Sempre houve o elemento imprevisível na história humana. Seis séculos antes da nossa era, o imenso Império Persa quis absorver as pequenas cidades gregas, entre elas Atenas. Era para ter sido muito fácil, bastando para isso lançar em campo o seu gigantesco exército. Mas, Atenas, com a ajuda de Esparta, e a resiliência de uns poucos, rechaçou os persas na batalha das Termópilas. A cidade de Atenas foi destruída, até Salamina, mas lá os navios gregos armaram uma cilada aos persas, salvando o Estado de Atenas. E algumas dezenas de anos depois nasciam a democracia e a filosofia atenienses.

O excesso é o grande fautor do mal-estar, do mal viver. Os dados das Nações Unidas são perfeitamente esclarecedores a esse respeito. Eles deixam claro que a maioria dos grandes problemas ecológicos, sociais e sanitários da humanidade não são realmente problemas de recursos, mas problemas de comportamento humano. Mas, graças à dupla face da moeda – perigo e oportunidade – , também dispomos de todas as potencialidades para responder positivamente às três perguntas radicais: o que faremos com o nosso planeta, com a nossa espécie e com a nossa vida?

Neste momento crítico, os desafios são colossais, e não é catastrofismo dizer que a humanidade corre riscos de insustentabilidade jamais corridos desde que o homem é sapiens e demens. A sexta grande extinção constitui um problema de biodiversidade ainda mais grave que o próprio desequilíbrio climático. A humanidade corre o risco de acabar prematuramente com a sua própria história. Mas também pode aproveitar esta oportunidade para dar um grande salto qualitativo na sua natureza sapiens. Saltos qualitativos já foram verificados em grandes momentos de bifurcação da história humana, que se transformaram em momentos de renascimento.

O processo de hominização constitui um fenómeno absolutamente paradoxal, pois foi o ramo mais fraco e vulnerável que chegou até nós, num processo incrível da consciencialização. Foi neste ramo, que corria com menos rapidez, que era menos corpulento, que se manifestou o sentido moral da existência, o grau de hominização qualitativamente superior: a humanidade.

A crise por que passamos agora é uma crise sistémica cujas dimensões sociais e ecológicas são determinantes na sustentabilidade da humanidade. A angústia existencial sem um sentido é suficientemente forte para levar a humanidade a desaparecer se nenhuma resposta for dada a essa angústia existencial. O desejo de sentido e de reconhecimento são os dois motores fundamentais de um ser humano, aqueles que podem levá-lo a se matar se nenhuma resposta lhe for dada.
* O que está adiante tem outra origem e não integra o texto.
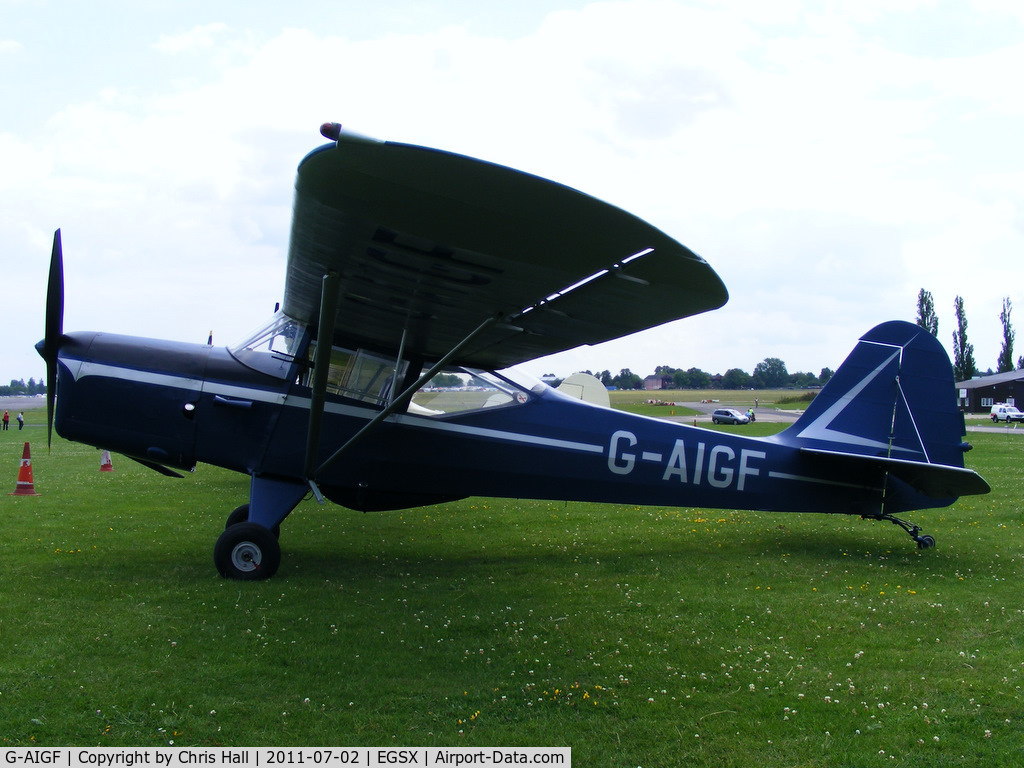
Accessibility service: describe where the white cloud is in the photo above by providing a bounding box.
[0,0,1024,380]
[153,22,228,53]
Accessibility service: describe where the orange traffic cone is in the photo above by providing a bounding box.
[7,442,39,496]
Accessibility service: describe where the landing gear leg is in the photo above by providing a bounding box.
[213,476,309,582]
[864,515,935,549]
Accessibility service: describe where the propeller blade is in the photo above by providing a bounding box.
[42,229,63,449]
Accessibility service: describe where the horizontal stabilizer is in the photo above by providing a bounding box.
[801,449,991,499]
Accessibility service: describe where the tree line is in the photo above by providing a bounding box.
[0,379,46,397]
[916,288,1024,381]
[584,357,834,389]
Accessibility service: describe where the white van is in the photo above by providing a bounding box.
[992,402,1024,424]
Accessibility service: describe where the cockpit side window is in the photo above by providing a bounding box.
[310,344,409,406]
[227,312,308,379]
[409,368,529,418]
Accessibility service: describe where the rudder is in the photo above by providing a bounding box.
[779,321,965,467]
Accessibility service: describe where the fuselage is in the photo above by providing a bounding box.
[48,325,935,514]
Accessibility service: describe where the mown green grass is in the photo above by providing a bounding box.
[0,412,1024,766]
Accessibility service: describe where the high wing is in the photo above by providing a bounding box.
[282,124,728,370]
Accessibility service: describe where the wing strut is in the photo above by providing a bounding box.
[305,272,341,487]
[307,315,501,487]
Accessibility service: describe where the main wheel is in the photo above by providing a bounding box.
[213,522,281,582]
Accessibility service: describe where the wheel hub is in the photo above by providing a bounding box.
[231,542,263,573]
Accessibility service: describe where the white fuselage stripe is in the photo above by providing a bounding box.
[74,360,604,454]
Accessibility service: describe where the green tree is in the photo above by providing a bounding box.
[918,288,939,336]
[611,368,643,389]
[995,296,1015,374]
[722,368,754,389]
[686,368,711,389]
[953,296,978,381]
[754,357,790,389]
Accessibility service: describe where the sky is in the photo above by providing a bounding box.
[0,0,1024,384]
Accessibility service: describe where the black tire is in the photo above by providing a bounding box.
[224,504,281,539]
[213,522,281,582]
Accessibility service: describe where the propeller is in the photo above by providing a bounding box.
[36,229,63,447]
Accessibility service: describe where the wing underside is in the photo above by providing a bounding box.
[283,135,728,369]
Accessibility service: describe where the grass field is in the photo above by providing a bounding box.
[0,411,1024,768]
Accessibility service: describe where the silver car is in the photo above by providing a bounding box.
[711,408,751,424]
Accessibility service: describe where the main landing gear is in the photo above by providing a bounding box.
[864,514,935,549]
[213,524,281,582]
[213,476,309,582]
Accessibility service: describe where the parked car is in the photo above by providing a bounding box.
[711,408,751,424]
[992,402,1024,424]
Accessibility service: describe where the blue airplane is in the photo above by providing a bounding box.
[37,123,989,580]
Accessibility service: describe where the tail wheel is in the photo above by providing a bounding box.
[213,522,281,582]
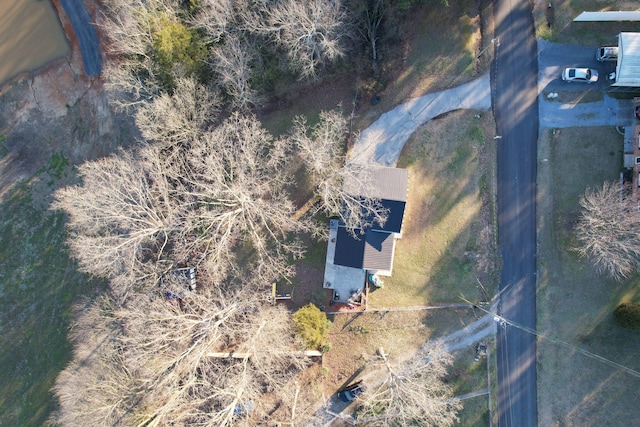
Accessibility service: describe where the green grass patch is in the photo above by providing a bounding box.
[369,111,495,307]
[47,153,69,179]
[0,185,104,426]
[537,127,640,426]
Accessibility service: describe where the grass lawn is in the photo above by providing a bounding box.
[0,185,104,426]
[369,111,499,307]
[537,127,640,426]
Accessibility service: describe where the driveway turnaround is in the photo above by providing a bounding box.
[351,74,491,166]
[491,0,538,427]
[60,0,102,77]
[538,94,618,128]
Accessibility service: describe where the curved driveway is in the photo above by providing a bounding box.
[60,0,102,77]
[492,0,538,427]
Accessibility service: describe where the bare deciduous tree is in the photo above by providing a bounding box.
[55,280,316,427]
[98,0,173,109]
[54,114,310,294]
[252,0,352,78]
[52,149,179,294]
[136,78,220,144]
[211,34,261,111]
[291,111,388,230]
[192,0,240,43]
[575,182,640,280]
[357,345,461,426]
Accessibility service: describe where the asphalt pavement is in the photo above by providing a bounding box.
[537,39,616,93]
[492,0,538,427]
[60,0,102,77]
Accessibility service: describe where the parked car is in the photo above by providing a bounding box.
[562,68,598,83]
[596,46,618,61]
[338,380,365,403]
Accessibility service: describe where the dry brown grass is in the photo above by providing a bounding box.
[323,309,476,395]
[370,111,498,307]
[537,127,640,426]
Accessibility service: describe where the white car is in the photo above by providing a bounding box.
[562,68,598,83]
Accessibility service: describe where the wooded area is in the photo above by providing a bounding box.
[48,0,457,426]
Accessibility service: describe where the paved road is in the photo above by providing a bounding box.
[492,0,538,427]
[60,0,102,77]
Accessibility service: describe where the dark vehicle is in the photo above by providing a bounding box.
[338,380,365,403]
[596,46,618,61]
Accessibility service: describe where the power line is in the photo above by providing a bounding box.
[460,297,640,378]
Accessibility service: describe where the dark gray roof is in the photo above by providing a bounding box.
[362,231,395,270]
[333,227,394,270]
[342,166,409,202]
[367,199,406,233]
[333,227,364,268]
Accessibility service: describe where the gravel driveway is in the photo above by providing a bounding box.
[352,74,491,166]
[60,0,102,77]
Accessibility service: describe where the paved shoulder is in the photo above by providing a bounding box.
[352,74,491,166]
[60,0,102,77]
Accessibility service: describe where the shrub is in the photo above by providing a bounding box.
[613,303,640,329]
[293,303,331,348]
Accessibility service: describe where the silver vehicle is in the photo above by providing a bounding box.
[596,46,618,61]
[562,68,598,83]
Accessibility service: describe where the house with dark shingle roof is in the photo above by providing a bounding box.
[324,166,409,301]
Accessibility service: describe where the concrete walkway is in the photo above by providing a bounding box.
[352,74,491,166]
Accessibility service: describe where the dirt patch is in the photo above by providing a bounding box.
[0,1,137,199]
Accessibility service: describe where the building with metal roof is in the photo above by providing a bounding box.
[611,33,640,87]
[324,166,409,301]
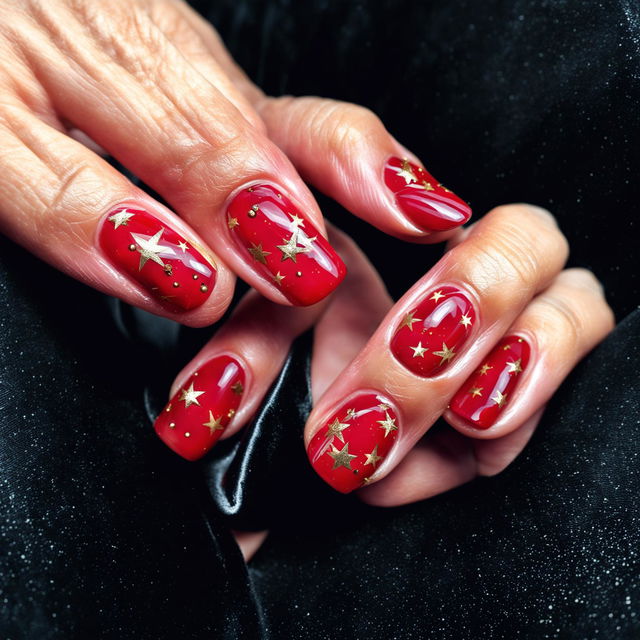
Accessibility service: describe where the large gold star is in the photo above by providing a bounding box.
[409,342,429,358]
[507,358,522,375]
[491,391,507,408]
[247,242,271,264]
[364,445,382,469]
[202,410,224,435]
[131,229,175,271]
[398,310,422,331]
[178,382,204,408]
[108,209,134,229]
[327,442,358,470]
[377,411,398,438]
[326,418,349,442]
[396,160,418,184]
[433,342,456,364]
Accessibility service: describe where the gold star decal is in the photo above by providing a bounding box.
[398,311,422,331]
[409,342,429,358]
[396,160,418,184]
[433,342,456,364]
[131,229,175,271]
[202,410,224,435]
[327,442,358,470]
[377,411,398,438]
[108,209,133,229]
[364,445,382,469]
[326,418,349,442]
[248,242,271,264]
[178,382,204,408]
[491,391,507,408]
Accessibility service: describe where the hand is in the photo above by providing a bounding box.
[0,0,470,326]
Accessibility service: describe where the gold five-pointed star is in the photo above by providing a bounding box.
[433,342,456,364]
[491,391,507,407]
[399,311,422,331]
[327,418,349,442]
[131,229,175,271]
[109,209,133,229]
[249,242,271,264]
[364,445,382,469]
[327,442,358,470]
[178,382,204,408]
[507,358,522,375]
[396,160,418,184]
[377,411,398,438]
[202,410,224,435]
[409,342,428,358]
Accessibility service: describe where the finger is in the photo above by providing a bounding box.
[445,269,614,438]
[19,0,344,305]
[305,205,567,492]
[0,99,234,326]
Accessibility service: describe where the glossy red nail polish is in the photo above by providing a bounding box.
[450,336,531,429]
[307,392,399,493]
[154,355,245,460]
[391,287,476,378]
[227,184,346,306]
[384,157,471,231]
[99,207,216,311]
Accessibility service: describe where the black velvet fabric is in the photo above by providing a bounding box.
[0,0,640,640]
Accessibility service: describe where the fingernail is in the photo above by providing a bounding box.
[384,157,471,231]
[450,336,531,429]
[154,355,245,460]
[227,184,346,306]
[391,287,476,378]
[99,207,216,311]
[307,393,399,493]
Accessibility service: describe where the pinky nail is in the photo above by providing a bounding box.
[384,157,471,231]
[154,355,246,460]
[450,336,531,429]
São as questões mais vitais que estão agora em causa. Quando uma comunidade encontrou um sentido que lhe fornece razões de viver e de morrer, o mecanismo mais simples consiste em proteger esse sentido contra qualquer outro que, igualmente vital, se revele ameaçador.

Como em todas as grandes crises, se não prestarmos a devida atenção a esta, a ascensão dos processos identitários que se está a ver agora ressurgir na velha Europa, irá convocar a seguir a entrada em cena das autocracias. A questão do diálogo na civilização, como diálogo de sentido, coloca-se ao nível de todas as escalas: local e global. No interior das grandes tradições, certos movimentos trazem a questão do sentido como questão pública essencial e não simplesmente pessoal ou privada. Essa questão faz parte dos bens comuns da humanidade, e esta deve dispor de espaços para debatê-la. A questão do diálogo é crucial, para permitir a possibilidade de revisitarmos a nossa própria tradição para ver o que é fonte de exclusão em relação às tradições dos outros. O sentido fechado e excludente das religiões, é neste momento o pior sentido que podemos ter nesta era que já leva mais de dois mil anos, cujo sentido histórico foi o sentido religioso cristão, que justamente por se ter aberto aos gentios se universalizou.